Who will play in the FA Cup Final?

After two enthralling semi-finals last month, we now know that we’ll be seeing a London derby at Wembley Stadium to finish off the domestic football calendar as Arsenal and Chelsea make the short return journeys to English football’s home for the final on Saturday May 27th.

The Gunners overcame Preston and Southampton in Rounds 3 and 4 respectively before beating non-league sides Sutton United and Lincoln City, followed by an Extra Time victory over Manchester City at the semi-final stage.
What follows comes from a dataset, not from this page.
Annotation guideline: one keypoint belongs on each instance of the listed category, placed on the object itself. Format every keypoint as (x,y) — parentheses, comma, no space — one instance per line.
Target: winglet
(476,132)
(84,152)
Chelsea meanwhile overcame EFL sides Peterborough United, Brentford and Wolverhampton Wanderers before beating Manchester United at home in the Quarter Finals and then another London rival, Tottenham Hotspur, in the semis.

Past Winners and Finals

Manchester United are the current holders of the FA Cup after they overcame Crystal Palace in Extra Time of the 2016 final at Wembley last May thanks to a Jesse Lingard strike.

After that victory, the Red Devils are the now the joint-most successful team in the history of the competition alongside Arsenal, who won the competition in the two seasons previous to United’s victory last time out.